Phenotype and cytotoxic activity of NK cell populations in patients with CML on TFR. (A) Analysis by flow cytometry of the expression levels of CD56 and CD16 in NK cells from PBMCs of patients compared with healthy donors. (B) Percentage of intracellular levels of IFNγ produced by NK cells with CD3-CD56+CD16± phenotype from PBMCs of CML patients on TFR compared with healthy donors. (C) Expression levels of NK cells with memory phenotype CD3-CD56+CD57+ in PBMCs from CML patients on TFR compared with healthy donors. Each dot corresponds to one sample and lines represent mean ± SEM. Statistical significance was calculated using unpaired, non-parametric Mann-Whitney t test. * p < 0.05; ** p < 0.01.

Figure 4.

Phenotype and cytotoxic activity of CD8+ T cell populations in patients with CML on TFR. Analysis of cell populations expressing TCRγδ that were CD3+CD8+ (A) or CD8- (B) in patients with CML on TFR compared with healthy donors. (C) Fold levels of IgG against CMV in plasma from CML patients on TFR, compared with healthy donors. (D) Production of IFNγ in CD3+CD8+ T cells from CML patients on TFR was analyzed by flow cytometry after stimulation with CMV peptides, compared with PBMCs from patients who went under renal transplant and suffered afterwards CMV reactivation and from healthy donors.

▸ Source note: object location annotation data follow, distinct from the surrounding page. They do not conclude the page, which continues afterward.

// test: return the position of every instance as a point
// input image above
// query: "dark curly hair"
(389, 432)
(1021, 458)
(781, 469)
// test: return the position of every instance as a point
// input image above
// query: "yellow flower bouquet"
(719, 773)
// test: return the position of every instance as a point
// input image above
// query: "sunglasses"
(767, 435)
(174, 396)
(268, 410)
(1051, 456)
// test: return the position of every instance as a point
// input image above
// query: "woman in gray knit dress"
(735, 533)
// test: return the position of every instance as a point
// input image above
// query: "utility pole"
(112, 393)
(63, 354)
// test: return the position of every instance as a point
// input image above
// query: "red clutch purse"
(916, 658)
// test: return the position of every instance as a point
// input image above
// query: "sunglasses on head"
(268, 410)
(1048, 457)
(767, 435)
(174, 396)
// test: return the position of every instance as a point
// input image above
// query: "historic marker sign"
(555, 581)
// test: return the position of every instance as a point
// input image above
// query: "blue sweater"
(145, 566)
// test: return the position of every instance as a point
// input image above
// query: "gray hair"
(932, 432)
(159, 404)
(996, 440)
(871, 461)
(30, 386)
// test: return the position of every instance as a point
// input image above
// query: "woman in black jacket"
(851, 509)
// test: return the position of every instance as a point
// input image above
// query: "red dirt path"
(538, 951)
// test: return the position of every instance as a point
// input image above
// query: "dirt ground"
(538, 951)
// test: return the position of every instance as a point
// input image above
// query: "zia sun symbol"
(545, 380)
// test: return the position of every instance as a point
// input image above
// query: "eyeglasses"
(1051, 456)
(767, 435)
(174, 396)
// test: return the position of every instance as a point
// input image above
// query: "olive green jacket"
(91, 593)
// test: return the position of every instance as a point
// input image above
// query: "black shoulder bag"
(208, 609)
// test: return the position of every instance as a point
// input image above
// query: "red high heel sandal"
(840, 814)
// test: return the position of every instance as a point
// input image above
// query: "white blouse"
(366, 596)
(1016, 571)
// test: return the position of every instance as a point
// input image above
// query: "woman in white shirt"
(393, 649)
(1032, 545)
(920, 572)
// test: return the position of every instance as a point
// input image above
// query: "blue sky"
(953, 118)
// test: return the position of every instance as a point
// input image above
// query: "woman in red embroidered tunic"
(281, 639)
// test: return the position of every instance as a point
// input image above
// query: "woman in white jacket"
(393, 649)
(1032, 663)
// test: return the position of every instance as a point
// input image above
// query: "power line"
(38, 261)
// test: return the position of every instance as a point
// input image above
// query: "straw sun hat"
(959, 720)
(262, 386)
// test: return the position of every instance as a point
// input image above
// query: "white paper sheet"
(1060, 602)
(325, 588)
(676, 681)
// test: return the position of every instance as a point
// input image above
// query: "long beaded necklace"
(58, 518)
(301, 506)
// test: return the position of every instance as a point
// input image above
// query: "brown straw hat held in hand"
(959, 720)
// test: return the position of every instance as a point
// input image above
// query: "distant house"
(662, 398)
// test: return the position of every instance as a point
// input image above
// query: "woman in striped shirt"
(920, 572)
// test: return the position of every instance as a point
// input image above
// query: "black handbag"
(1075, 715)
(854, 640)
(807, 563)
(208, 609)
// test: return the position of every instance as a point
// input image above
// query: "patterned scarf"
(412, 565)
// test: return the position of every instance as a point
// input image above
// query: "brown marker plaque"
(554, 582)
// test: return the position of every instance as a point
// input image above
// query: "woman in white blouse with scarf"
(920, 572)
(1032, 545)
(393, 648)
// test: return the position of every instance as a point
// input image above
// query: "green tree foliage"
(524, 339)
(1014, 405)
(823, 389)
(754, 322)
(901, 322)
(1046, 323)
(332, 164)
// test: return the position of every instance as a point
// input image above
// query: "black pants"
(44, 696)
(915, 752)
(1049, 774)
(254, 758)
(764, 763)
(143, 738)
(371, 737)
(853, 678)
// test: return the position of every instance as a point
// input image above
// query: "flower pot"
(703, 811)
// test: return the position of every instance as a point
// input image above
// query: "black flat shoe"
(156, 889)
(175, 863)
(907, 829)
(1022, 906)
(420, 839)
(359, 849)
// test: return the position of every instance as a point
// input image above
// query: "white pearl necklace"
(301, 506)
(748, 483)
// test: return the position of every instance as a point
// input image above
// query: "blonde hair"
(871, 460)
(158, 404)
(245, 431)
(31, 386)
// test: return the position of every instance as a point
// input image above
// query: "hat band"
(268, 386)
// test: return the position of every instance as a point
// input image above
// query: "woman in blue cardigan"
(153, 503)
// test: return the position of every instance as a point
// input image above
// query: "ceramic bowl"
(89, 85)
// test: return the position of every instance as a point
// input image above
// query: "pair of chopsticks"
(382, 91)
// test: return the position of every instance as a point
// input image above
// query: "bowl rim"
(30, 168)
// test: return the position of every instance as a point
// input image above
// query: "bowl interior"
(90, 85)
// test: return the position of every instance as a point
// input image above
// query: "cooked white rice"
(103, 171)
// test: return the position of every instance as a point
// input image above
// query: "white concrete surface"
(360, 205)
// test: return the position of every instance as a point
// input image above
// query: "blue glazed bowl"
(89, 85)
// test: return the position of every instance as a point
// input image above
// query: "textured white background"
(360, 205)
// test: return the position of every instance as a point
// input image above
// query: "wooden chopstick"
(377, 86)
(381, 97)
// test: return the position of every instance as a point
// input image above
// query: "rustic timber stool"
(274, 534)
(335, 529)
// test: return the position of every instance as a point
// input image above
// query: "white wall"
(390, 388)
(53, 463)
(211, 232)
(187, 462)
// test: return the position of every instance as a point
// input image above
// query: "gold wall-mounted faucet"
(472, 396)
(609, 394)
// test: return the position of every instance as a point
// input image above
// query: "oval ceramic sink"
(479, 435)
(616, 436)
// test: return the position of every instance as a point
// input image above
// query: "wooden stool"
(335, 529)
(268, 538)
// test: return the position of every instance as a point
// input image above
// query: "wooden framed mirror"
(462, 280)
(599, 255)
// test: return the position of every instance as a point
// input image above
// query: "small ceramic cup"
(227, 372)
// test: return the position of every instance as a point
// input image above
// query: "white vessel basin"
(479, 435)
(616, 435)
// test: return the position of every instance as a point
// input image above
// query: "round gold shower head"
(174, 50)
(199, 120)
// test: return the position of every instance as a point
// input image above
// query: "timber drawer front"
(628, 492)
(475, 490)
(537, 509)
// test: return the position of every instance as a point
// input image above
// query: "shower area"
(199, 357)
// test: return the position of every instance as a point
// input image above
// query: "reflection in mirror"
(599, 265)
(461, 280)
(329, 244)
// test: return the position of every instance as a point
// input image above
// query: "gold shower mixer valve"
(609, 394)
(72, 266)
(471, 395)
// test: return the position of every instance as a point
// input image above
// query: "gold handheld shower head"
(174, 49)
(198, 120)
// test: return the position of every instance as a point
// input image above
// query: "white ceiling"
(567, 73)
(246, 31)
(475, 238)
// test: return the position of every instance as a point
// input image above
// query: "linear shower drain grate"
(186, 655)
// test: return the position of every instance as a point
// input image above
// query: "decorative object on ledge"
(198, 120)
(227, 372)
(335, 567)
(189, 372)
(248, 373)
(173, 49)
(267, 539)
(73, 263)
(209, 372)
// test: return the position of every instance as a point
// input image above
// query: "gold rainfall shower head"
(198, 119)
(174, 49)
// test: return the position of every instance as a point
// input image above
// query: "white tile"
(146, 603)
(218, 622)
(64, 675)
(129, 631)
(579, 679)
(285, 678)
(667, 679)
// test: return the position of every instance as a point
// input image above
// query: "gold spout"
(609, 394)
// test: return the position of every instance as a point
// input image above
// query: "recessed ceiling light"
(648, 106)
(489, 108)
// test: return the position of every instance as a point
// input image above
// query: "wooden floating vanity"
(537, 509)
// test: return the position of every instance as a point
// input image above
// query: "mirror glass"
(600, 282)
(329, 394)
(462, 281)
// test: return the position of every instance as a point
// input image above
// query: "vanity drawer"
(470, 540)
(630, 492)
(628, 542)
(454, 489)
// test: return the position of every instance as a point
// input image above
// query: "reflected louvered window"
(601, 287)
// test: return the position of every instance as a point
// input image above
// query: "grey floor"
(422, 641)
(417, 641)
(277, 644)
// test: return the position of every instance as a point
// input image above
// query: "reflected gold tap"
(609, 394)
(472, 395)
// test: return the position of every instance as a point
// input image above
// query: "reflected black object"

Each dot corresponds to one sample and lines represent mean ± SEM. Statistical significance was calculated using unpaired, non-parametric Mann-Whitney t test. * p < 0.05; ** p < 0.01; **** p < 0.0001.

Figure 5.

Antiviral effect of NK cells from CML patients on TFR against HIV-1 infection ex vivo of autologous CD4+ T cells. (A) Fold of HIV-1 proviral integration in CD4+ T cells isolated from patients with CML on TFR compared with cells from healthy donors, in the presence or absence of autologous NK cells, and (B) fold of cytotoxic activity of these NK cells. Each dot corresponds to one sample and lines represent mean ± SEM. Statistical significance was calculated using unpaired, non-parametric Mann-Whitney t test. *** p < 0.001; **** p < 0.0001.